Les amateurs d’architecture seront aussi comblés par la visite de Taliesin West, la maison privatisable que l’architecte Franck Lloyd Wright (1867-1959) construit à Scottsdale (voir guide pratique). Enfin, la situation de la ville représente évidemment l’un de ses attraits majeurs puisqu’elle est implantée en lisière du désert de Sonora dont les cactus constituent l’icône du Far West. “Nous sommes entourés de parcs nationaux, aussi la nature reste très présente, note David Bernand, directeur du Four Seasons de Scottsdale. Cela permet aux groupes de pratiquer de nombreuses activités extérieures – golf, randonnée pédestre ou cycliste, kayak –, d’observer la faune et la flore du désert ou les étoiles, car nous avons ici l’un des ciels les plus purs qui soient ; un paradis pour les astronomes.”

Cactus à perte de vue

Le Sonora se déploie sur 320000 km2 entre le sud de la Californie, le Mexique et l’Arizona en dessinant un relief accidenté et caillouteux parsemé de buissons et piqueté à perte de vue des fameux cactus qui ont fait sa renommée, le Saguaro. Ce géant pouvant atteindre les 15 m de haut ne pousse qu’ici sous un soleil de plomb en attendant les rares pluies dont ses racines captent la moindre goutte. Il peut ainsi absorber jusqu’à 800 litres d’eau à chaque précipitation. Un modèle d’économie à l’image de toute la flore et la faune locales se découvrant au Sonora Desert Museum, passionnant musée d’histoire naturelle pour l’essentiel en plein air, mais aussi jardin botanique et zoo où se croisent les plus charmantes bestioles des environs : loups et pumas, scorpions, veuves noires et autres crotales. Les coyotes alanguis ramènent le visiteur vers la mythologie de l’Ouest qui transpire aux alentours de Tucson, 170 km au sud de Phoenix.

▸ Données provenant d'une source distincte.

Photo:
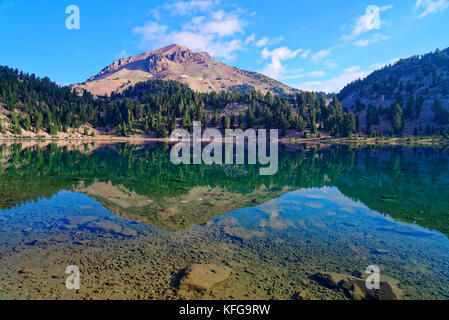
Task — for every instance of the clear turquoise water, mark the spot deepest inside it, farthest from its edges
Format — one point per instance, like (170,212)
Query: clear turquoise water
(334,209)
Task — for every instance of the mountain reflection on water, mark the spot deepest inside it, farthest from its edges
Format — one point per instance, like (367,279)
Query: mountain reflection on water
(139,182)
(132,221)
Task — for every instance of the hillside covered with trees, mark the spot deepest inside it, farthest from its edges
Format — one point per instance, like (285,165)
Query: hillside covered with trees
(410,97)
(31,106)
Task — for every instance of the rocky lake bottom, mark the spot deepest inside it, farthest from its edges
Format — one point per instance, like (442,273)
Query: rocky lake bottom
(309,243)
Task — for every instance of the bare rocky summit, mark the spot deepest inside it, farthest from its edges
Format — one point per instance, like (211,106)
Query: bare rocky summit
(199,70)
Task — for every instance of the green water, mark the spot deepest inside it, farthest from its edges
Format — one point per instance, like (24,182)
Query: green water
(328,209)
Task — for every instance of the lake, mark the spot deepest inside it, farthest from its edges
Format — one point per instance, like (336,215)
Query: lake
(132,221)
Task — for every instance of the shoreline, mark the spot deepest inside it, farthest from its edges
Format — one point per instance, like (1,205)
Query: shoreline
(141,139)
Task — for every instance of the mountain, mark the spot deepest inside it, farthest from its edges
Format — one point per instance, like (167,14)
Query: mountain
(197,69)
(409,97)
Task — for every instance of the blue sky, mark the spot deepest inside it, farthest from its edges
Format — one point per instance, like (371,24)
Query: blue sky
(312,45)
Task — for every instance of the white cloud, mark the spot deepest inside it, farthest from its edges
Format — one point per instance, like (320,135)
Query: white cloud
(306,53)
(250,39)
(265,41)
(430,6)
(317,74)
(262,42)
(376,38)
(369,21)
(187,7)
(320,55)
(335,84)
(276,69)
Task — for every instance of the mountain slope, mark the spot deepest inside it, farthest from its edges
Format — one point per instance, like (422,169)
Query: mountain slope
(197,69)
(419,85)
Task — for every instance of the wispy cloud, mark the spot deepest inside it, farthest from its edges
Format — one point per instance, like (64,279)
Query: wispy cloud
(371,20)
(188,7)
(276,69)
(217,33)
(376,38)
(337,83)
(320,55)
(430,6)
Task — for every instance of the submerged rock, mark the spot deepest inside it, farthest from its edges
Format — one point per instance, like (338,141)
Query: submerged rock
(201,277)
(128,232)
(356,288)
(105,226)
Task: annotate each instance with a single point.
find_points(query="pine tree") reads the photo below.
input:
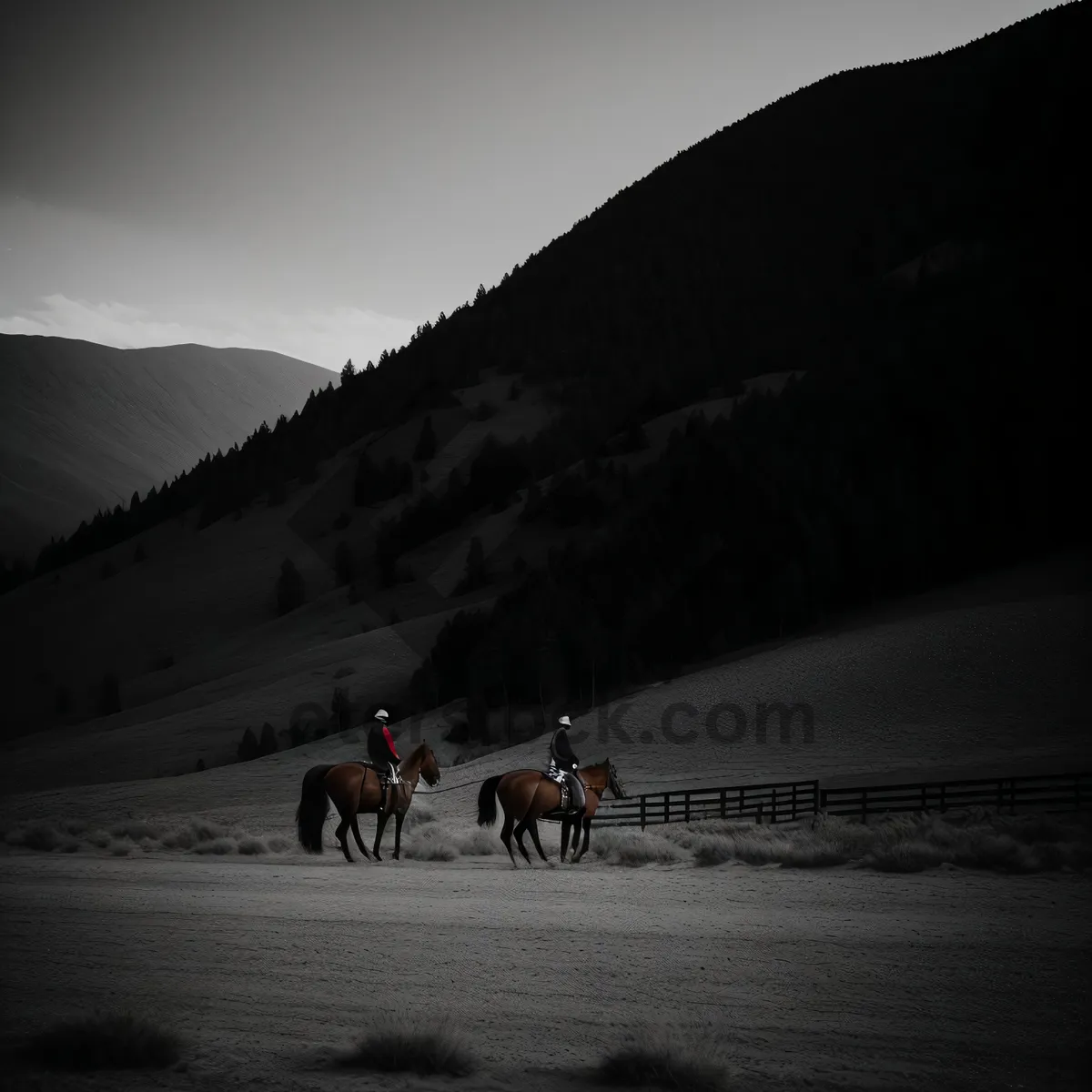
(343, 563)
(289, 588)
(109, 694)
(248, 746)
(426, 442)
(268, 743)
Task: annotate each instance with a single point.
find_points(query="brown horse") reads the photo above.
(355, 787)
(529, 795)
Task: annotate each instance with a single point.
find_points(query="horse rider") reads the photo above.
(381, 746)
(563, 762)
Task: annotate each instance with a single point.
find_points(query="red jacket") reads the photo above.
(390, 743)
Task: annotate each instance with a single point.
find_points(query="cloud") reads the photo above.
(326, 338)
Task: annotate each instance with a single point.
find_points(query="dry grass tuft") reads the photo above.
(398, 1044)
(656, 1062)
(419, 816)
(219, 846)
(430, 844)
(104, 1042)
(478, 842)
(632, 850)
(136, 830)
(901, 844)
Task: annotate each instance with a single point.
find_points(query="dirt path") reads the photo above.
(945, 980)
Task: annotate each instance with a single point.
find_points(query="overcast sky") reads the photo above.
(319, 177)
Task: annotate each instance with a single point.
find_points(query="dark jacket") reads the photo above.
(561, 752)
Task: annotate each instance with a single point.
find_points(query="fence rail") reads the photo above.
(784, 801)
(778, 802)
(1063, 792)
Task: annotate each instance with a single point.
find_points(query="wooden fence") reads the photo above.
(773, 803)
(784, 801)
(1059, 792)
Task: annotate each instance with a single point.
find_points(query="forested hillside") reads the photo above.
(905, 235)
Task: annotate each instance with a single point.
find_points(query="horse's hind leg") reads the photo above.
(533, 827)
(588, 831)
(506, 836)
(339, 834)
(380, 824)
(399, 819)
(521, 827)
(355, 824)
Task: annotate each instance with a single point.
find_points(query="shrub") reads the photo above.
(38, 835)
(218, 845)
(656, 1062)
(268, 743)
(343, 563)
(426, 442)
(109, 694)
(248, 746)
(633, 850)
(396, 1046)
(104, 1042)
(135, 829)
(289, 588)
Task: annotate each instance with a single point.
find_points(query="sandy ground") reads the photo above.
(845, 978)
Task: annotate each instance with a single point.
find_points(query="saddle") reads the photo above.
(571, 790)
(386, 781)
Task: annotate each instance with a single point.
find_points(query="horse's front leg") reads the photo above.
(587, 824)
(399, 818)
(380, 824)
(359, 841)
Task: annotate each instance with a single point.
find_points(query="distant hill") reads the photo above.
(85, 426)
(819, 361)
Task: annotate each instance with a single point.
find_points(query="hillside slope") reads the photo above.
(986, 678)
(85, 426)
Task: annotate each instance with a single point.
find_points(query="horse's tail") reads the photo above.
(314, 805)
(487, 802)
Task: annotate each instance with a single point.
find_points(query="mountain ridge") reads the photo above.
(86, 425)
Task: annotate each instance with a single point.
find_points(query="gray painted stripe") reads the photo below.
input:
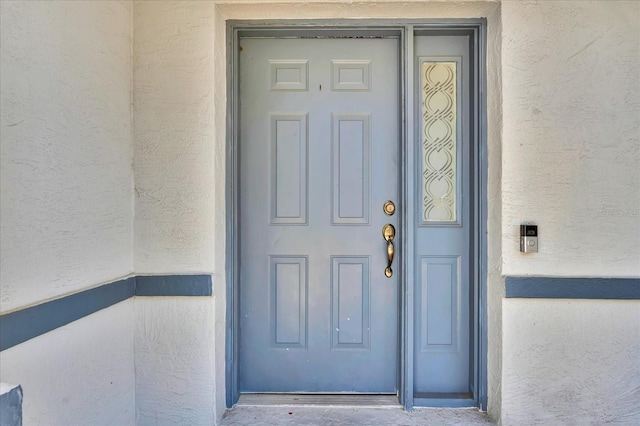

Ex-colonie mexicaine devenue américaine en 1853, la région, elle aussi, a versé son écot à la légende western. À partir de 1939, date de création des Old Tucson studios à l’initiative de la Columbia, elle devint en effet un des hauts lieux de tournage des westerns. L’élite des réalisateurs, Anthony Mann, Howard Hawks, John Huston, ont œuvré dans ce studio où furent réalisés plus de 300 films… Aujourd’hui partagés entre l’activité cinématographique et l’accueil des visiteurs, les Old Tucson studios ont pris des allures de parc d’attractions western. Les balades en diligence sont rythmées par des règlements de comptes scénographiés entre l’échoppe du maréchal-ferrant, le bureau du shérif, la prison, la banque et le saloon. “Ce lieu privatisable peut constituer pour les groupes, même importants, (capacité 1500 personnes) le cadre d’une soirée thématique qui fera à coup sûr retomber les participants en enfance”, indique Kimberly Schmitz, directrice de la communication du Metropolitan Tucson Convention Bureau.

Puis la découverte des nombreuses villes fantômes de cette partie sud de l’Arizona livrera l’envers du décor, la touche d’authenticité. Pearce, Glenson, Dos Cabezas et autres bourgades en loques racontent toutes la même histoire, celle d’une croissance éclair autour d’un filon d’or, d’argent, de plomb ou de charbon suivie d’un naufrage tout aussi brutal aux premiers signes de son épuisement : “boom and bust” (expansion et faillite), le cycle de l’économie pionnière impatiente de tirer profit des ressources du Nouveau Monde.